Expert opinions, TECHNOLOGY

Digital twins in city management: direct effects and use perspectives

Cities have changed substantially since their inception. In the 21st century, the city is a complex technological ecosystem with an appropriate management system. How to make the right strategic decisions? How to track the effectiveness of changes being implemented under ever-changing external conditions and emerging conditions? Correct analysis of big data allows you to find non-obvious solutions. Today, this is a question of the safety and effectiveness of the development of any territory, its future and, most importantly, the comfortable interaction of residents with urban infrastructure.

What is the digital twin of the city?

The digital twin of the city is a digital reflection of the city, which shows aspects of the functioning and development of the urban environment. These digital twins support the ability to fine-tune and synchronize with the real state of the urban infrastructure through data coming from various sources in real time. The basis for the effective functioning of the digital twin of the city is always data – their continuous flow, generated by various sources in the digital infrastructure of a smart city.

The concept of the “digital twin” provides the creation and support of virtual models of objects and processes of the real world. The digital twin approach focuses on the ability to obtain and efficiently process data streams collected automatically through distributed sensor systems. For example, data from outdoor surveillance cameras, information on the physical parameters of the urban environment and data from open state portals. The “digital twin” of the city is gradually filled with real-city data collected in real time from the deployed IoT infrastructure and urban information systems. The “digital twin,” analyzing information about the state of urban infrastructure, the dynamics of people’s movement and transport, their interdependence, as well as their fluctuations in time and space, is able to predict changes in the state of urban systems and offer optimal solutions. Data centers use various approaches to model real objects and technological processes, including statistical and data mining methods, computational modeling methods, such as finite element method, and others.

Direct effects:

  • Monitoring of the current state of the urban environment

This can include any optimization of urban work, for example: in snow removal work, real-time data on the situation on roads, weather conditions and nearby snow removal machines help to distribute load and resources correctly, and a smart irrigation system in parks and public places will help to take into account weather conditions and the current state of the soil for an energy-saving model in the city.

  • Emergency response

Emergencies are inevitable, but a competent fire or flood response can save lives. From a three-dimensional copy of the building in a matter of seconds, firefighters can find out what materials were used in the construction and how many people are on each floor to plan and organize the necessary actions.

  • Identification of potential risk sources

The digital twin can monitor the wear and condition of bridges, streets and urban infrastructure, aimed at timely maintenance and extension of service life, preventing possible risks and saving a significant amount of taxpayer funds.
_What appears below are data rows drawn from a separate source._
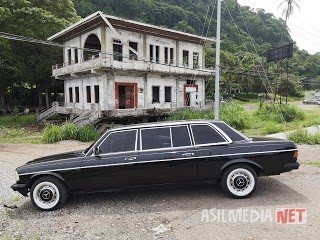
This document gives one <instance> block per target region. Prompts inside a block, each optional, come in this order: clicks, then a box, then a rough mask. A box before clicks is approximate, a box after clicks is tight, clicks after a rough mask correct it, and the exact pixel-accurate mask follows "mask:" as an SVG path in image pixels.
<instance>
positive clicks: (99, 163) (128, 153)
mask: <svg viewBox="0 0 320 240" xmlns="http://www.w3.org/2000/svg"><path fill="white" fill-rule="evenodd" d="M137 138H138V130H137V129H130V130H121V131H114V132H111V133H110V134H108V135H107V137H106V138H105V139H104V140H103V141H102V142H101V143H100V144H99V146H98V148H99V152H100V153H99V154H98V155H96V156H94V155H92V156H89V157H88V158H86V159H85V160H84V161H83V163H82V176H83V179H84V181H83V188H84V189H86V190H87V191H99V190H108V189H113V188H116V189H117V188H123V187H126V186H131V185H135V184H137V183H138V179H139V166H138V151H137Z"/></svg>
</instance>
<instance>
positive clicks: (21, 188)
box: [11, 183, 29, 197]
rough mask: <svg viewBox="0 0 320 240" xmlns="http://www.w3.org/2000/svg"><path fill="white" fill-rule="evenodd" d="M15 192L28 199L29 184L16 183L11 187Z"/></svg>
mask: <svg viewBox="0 0 320 240" xmlns="http://www.w3.org/2000/svg"><path fill="white" fill-rule="evenodd" d="M11 188H12V190H13V191H16V192H19V193H20V194H21V195H23V196H25V197H27V196H28V192H29V189H28V185H27V184H20V183H15V184H13V185H12V186H11Z"/></svg>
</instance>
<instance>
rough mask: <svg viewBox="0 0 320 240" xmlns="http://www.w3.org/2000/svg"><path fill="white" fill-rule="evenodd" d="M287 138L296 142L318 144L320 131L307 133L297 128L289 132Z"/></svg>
mask: <svg viewBox="0 0 320 240" xmlns="http://www.w3.org/2000/svg"><path fill="white" fill-rule="evenodd" d="M288 139H289V140H291V141H294V142H296V143H305V144H310V145H316V144H320V133H316V134H309V133H307V131H305V130H297V131H294V132H293V133H291V134H290V135H289V137H288Z"/></svg>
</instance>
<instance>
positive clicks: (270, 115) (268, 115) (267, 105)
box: [256, 104, 305, 123]
mask: <svg viewBox="0 0 320 240" xmlns="http://www.w3.org/2000/svg"><path fill="white" fill-rule="evenodd" d="M256 115H257V116H258V117H259V118H261V119H262V120H268V121H275V122H278V123H283V122H292V121H295V120H304V119H305V114H304V112H302V111H301V110H299V109H298V108H297V107H295V106H289V105H277V104H267V105H263V106H262V108H261V109H259V110H257V111H256Z"/></svg>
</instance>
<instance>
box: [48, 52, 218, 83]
mask: <svg viewBox="0 0 320 240" xmlns="http://www.w3.org/2000/svg"><path fill="white" fill-rule="evenodd" d="M106 70H124V71H140V72H153V73H160V74H161V73H162V74H177V75H193V76H203V77H206V76H207V77H208V76H211V75H213V73H214V70H210V69H200V68H197V69H193V68H188V67H182V66H174V65H168V64H162V63H154V62H149V61H145V60H129V59H124V61H116V60H114V59H113V55H107V54H101V53H100V54H99V55H97V56H92V59H90V60H87V61H83V62H80V63H76V64H72V63H71V64H69V63H65V64H63V65H58V64H57V65H54V66H52V75H53V77H56V78H59V77H62V78H63V77H66V76H68V75H69V76H70V75H71V76H72V75H76V74H79V73H88V72H91V73H96V72H99V71H106Z"/></svg>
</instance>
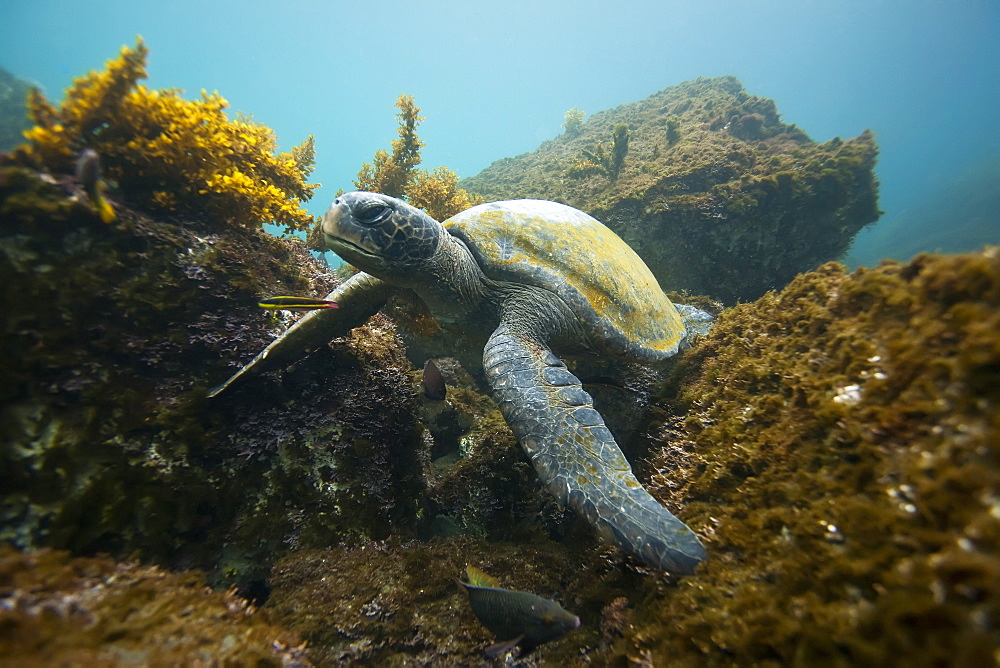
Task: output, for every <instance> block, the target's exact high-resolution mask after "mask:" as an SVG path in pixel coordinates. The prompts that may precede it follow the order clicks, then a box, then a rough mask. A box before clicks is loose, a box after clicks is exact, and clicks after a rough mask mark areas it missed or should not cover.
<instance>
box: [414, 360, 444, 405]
mask: <svg viewBox="0 0 1000 668" xmlns="http://www.w3.org/2000/svg"><path fill="white" fill-rule="evenodd" d="M420 385H421V386H422V387H423V388H424V396H425V397H427V398H428V399H432V400H434V401H444V399H445V397H447V396H448V387H447V386H446V385H445V383H444V376H442V375H441V369H439V368H437V364H435V363H434V360H427V363H426V364H424V375H423V378H422V379H421V380H420Z"/></svg>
  • Territory development planning

The introduction of a digital twin in city management helps to reduce costs at the stage of analyzing and choosing a building territory, predict security threats (from overloading utility systems to transport interchanges), and therefore manage risks in the territory.

World experience

Big case from Asia. Singapore is rightly considered the most advanced city in the world in terms of using technology to plan and manage changes over time. The Virtual Singapore project has been helping to collect and analyze real-time data since 2018. The platform was conceived for scientific research and simulations before planning infrastructure repairs or even the simple development of logistics for a night walk around the city. Since the system is not focused on any sole technology, domain or user group, this allows the platform to divide problems by systems. This provides an opportunity to create solutions proactively for a wide variety of stakeholders, including businesses, the municipality, the research community, and concerned citizens who can model, analyze, and visualize any available data.

Another project from Atlanta is Chattanooga, a city with a population of approximately 180 thousand, is located in the foothills of Appalachia, almost equidistant from the larger cities of Atlanta, Georgia, to the south and Nashville, Tennessee, to the north. The original project, called CTwin, focused on a major thoroughfare in the city to explore mobility-related energy use by creating a digital representation of traffic light infrastructure. The subsequent project uses sensors and laser imaging at intersections to monitor pedestrian traffic and compare them to vehicle traffic in the interest of safety.

Another striking example is the city of Takamatsu (Japan, a population of 420 thousand people). As a pilot project, the city district authorities have introduced a digital twin to prevent emergencies. The digital twin for monitoring and preventing emergencies is based on the technology of collecting and analyzing data from water level sensors located throughout the city, it provides real-time monitoring of the flood risk of each of the city’s districts. The system also monitors the condition of shelters for city residents by collecting information from humidity and electricity consumption sensors. The mobile application available to every resident of the city allows not only to notify residents of the area at risk in advance, but also to provide all the necessary information in case of an emergency, including the path to the nearest functioning shelter.

Prospects for Digital City Twins

What we can be proud of right now: our country is the first to approve standards in the field of digital twins. In the future, the introduction of digital twins will expand to all major Russian cities. Standards are necessary to create a unified information exchange environment without distortion of data. With government support, a strong manufacturing base and a growing IoT ecosystem, expanded AI adoption practices, the twins will ensure city security and the development of the transport and industrial sector.